Para ahli telah menimbulkan kekhawatiran tentang etika menciptakan kebangkitan digital dari orang mati, khususnya dalam kasus di mana mereka belum memberikan persetujuan dan pengguna memberikan data kepada kecerdasan buatan tersebut. Dampak lingkungan dari alat dan chatbot yang didukung oleh kecerdasan buatan juga menjadi kekhawatiran yang makin meningkat, terutama ketika melibatkan model bahasa besar (LLM) – sistem yang dilatih untuk memahami dan menghasilkan teks mirip manusia, yang menggerakkan aplikasi seperti chatbot. Sistem-sistem ini membutuhkan pusat data raksasa yang mengeluarkan tingkat karbon tinggi dan menggunakan volume air yang besar untuk pendinginan, disamping menciptakan limbah elektronik akibat upgrade perangkat keras yang sering.
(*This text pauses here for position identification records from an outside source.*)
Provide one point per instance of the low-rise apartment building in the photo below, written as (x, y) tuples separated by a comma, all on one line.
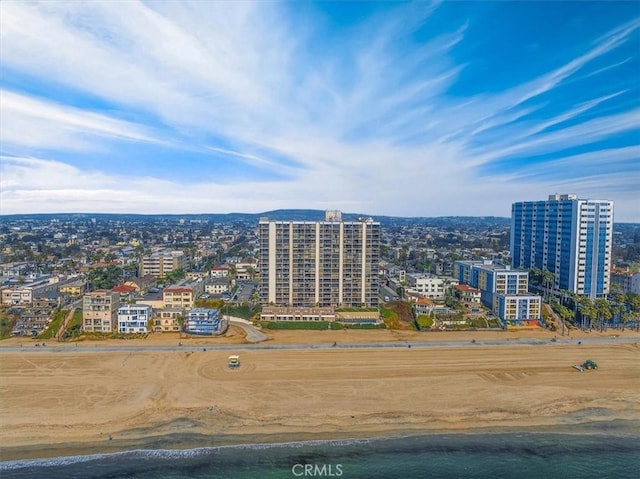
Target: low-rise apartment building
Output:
[(178, 298), (218, 286), (203, 322), (427, 285), (100, 311), (168, 320), (134, 318)]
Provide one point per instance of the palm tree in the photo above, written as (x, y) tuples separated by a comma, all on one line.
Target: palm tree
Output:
[(547, 278), (587, 311), (603, 311)]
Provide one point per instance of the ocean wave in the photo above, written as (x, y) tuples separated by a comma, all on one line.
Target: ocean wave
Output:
[(172, 453)]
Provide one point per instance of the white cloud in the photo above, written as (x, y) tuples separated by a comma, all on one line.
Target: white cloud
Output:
[(370, 125)]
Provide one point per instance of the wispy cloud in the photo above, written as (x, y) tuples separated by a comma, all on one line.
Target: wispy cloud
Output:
[(369, 113)]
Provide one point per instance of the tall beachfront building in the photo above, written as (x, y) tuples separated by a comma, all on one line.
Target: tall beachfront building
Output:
[(326, 263), (502, 289), (567, 236)]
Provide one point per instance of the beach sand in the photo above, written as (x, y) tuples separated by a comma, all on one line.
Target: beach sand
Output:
[(60, 401)]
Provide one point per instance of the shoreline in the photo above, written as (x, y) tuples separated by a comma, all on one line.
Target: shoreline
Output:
[(187, 444), (60, 401)]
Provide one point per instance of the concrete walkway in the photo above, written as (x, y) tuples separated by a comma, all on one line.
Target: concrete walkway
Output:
[(254, 335)]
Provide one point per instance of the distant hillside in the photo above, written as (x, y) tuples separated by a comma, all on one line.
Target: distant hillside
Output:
[(278, 215)]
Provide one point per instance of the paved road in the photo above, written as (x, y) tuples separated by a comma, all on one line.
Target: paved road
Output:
[(87, 347), (254, 335)]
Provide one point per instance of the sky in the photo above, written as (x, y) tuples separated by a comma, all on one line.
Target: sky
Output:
[(383, 108)]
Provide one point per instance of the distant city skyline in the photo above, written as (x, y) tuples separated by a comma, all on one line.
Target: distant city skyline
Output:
[(382, 108)]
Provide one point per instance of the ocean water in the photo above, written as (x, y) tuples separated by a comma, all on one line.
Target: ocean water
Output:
[(521, 456)]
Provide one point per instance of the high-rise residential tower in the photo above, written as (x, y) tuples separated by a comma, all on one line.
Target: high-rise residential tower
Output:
[(319, 263), (567, 236)]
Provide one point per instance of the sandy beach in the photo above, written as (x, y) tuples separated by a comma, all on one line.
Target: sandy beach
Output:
[(60, 400)]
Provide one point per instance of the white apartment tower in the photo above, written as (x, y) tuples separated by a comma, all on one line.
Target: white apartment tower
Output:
[(319, 263), (160, 263), (570, 237)]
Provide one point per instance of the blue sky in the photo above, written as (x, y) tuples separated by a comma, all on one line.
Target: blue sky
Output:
[(383, 108)]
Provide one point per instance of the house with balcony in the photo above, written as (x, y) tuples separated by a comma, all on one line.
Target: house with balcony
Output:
[(134, 318), (100, 311)]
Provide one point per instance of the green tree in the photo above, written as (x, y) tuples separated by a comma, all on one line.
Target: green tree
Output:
[(604, 313), (547, 280), (588, 311), (104, 278)]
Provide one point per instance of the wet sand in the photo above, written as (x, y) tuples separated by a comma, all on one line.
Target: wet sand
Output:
[(61, 401)]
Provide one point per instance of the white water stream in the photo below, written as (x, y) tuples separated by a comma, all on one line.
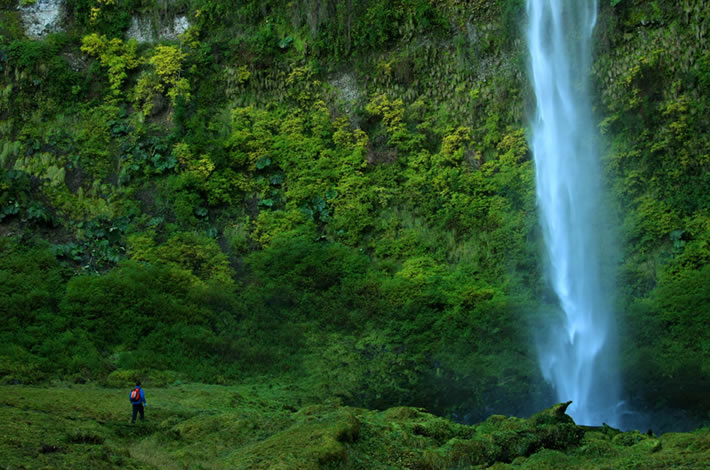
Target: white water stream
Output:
[(575, 352)]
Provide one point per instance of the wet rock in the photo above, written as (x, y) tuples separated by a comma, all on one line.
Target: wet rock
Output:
[(43, 17), (143, 29)]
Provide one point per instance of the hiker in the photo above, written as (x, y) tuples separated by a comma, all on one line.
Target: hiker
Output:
[(138, 401)]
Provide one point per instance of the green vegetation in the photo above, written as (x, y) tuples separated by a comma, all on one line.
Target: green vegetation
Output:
[(339, 192)]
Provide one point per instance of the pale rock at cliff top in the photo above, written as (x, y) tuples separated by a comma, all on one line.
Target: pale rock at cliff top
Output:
[(42, 17)]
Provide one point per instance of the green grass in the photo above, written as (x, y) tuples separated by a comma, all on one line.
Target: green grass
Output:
[(280, 426)]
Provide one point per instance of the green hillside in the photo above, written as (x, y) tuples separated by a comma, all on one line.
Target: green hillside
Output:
[(337, 195)]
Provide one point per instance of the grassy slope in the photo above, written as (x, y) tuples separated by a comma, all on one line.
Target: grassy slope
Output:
[(281, 427)]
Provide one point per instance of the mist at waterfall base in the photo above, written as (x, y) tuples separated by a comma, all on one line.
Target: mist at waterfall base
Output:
[(577, 349)]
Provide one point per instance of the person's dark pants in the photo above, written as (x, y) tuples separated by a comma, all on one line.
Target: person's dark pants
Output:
[(137, 409)]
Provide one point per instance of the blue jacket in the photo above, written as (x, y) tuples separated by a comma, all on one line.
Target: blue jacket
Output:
[(138, 402)]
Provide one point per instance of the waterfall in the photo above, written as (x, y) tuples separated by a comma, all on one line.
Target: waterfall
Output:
[(576, 351)]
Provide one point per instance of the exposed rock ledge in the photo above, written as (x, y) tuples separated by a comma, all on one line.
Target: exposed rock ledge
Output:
[(42, 18)]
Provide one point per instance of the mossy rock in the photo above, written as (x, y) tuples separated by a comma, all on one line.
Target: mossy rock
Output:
[(314, 441)]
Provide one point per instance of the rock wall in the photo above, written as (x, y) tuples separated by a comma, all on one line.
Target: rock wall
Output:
[(42, 17)]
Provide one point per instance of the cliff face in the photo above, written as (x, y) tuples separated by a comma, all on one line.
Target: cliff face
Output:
[(337, 190)]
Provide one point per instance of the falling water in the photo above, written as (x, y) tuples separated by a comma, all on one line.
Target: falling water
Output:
[(575, 353)]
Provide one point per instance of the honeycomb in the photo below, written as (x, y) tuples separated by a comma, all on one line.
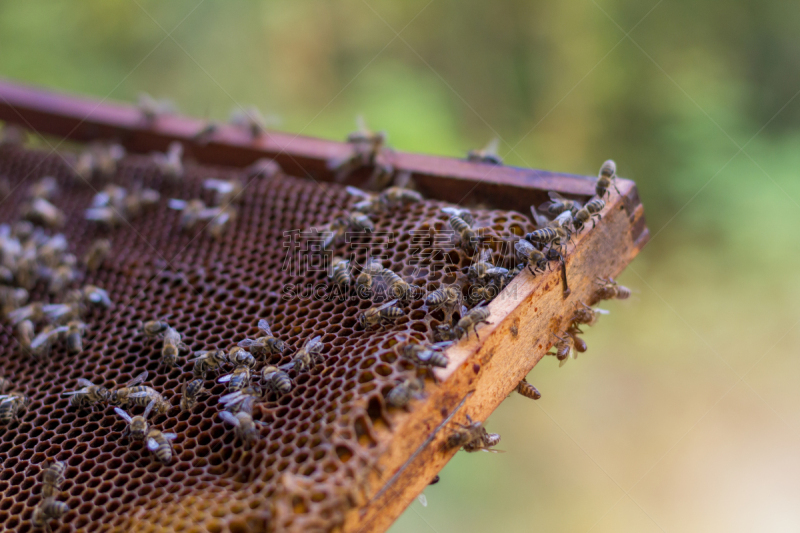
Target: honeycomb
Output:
[(319, 443)]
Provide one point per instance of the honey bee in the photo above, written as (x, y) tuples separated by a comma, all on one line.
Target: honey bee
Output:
[(366, 148), (172, 347), (238, 379), (527, 253), (46, 188), (472, 319), (556, 233), (250, 120), (482, 268), (472, 437), (587, 315), (309, 355), (75, 331), (264, 345), (154, 328), (43, 342), (170, 164), (11, 405), (461, 222), (528, 390), (245, 427), (49, 509), (225, 191), (97, 254), (565, 349), (447, 297), (190, 392), (579, 343), (369, 203), (485, 293), (425, 356), (365, 279), (192, 211), (25, 333), (107, 216), (398, 196), (558, 204), (152, 108), (12, 298), (52, 478), (341, 274), (208, 362), (398, 288), (380, 315), (610, 289), (137, 425), (607, 177), (41, 212), (401, 394), (238, 356), (276, 380), (34, 312), (89, 395), (589, 212), (487, 155), (160, 444), (121, 395), (60, 278)]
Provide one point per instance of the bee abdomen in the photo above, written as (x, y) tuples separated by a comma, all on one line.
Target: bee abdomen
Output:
[(595, 206), (544, 235), (528, 390)]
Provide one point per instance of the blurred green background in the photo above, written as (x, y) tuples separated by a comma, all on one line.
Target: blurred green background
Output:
[(684, 413)]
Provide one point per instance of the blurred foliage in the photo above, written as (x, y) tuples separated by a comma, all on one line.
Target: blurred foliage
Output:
[(697, 104)]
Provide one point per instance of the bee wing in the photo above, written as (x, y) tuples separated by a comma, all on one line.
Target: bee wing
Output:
[(229, 418), (73, 393), (312, 343), (263, 325), (151, 405), (141, 378), (353, 191), (177, 204), (386, 304), (125, 416)]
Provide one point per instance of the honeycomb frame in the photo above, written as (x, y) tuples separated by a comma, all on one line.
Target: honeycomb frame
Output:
[(327, 458)]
Laporan awal Juli dari Google menunjukkan bahwa perusahaan tersebut jauh tertinggal dari tujuan net-zero ambisiusnya, karena permintaan kecerdasan buatan terhadap pusat data miliknya. Gosline mengatakan bahwa dia memahami bahwa tidak ada program yang sempurna dan banyak pengguna bot percakapan kecerdasan buatan bakal melakukan segala sesuatunya untuk terhubung kembali dengan orang yang telah meninggal. Namun, kata Gosline, tanggung jawab pemimpin dan ilmuwan adalah untuk lebih berpikir tentang jenis dunia yang mereka ingin ciptakan. Pada dasarnya, katanya, mereka harus menanyakan satu pertanyaan: “Apakah kita membutuhkan ini?”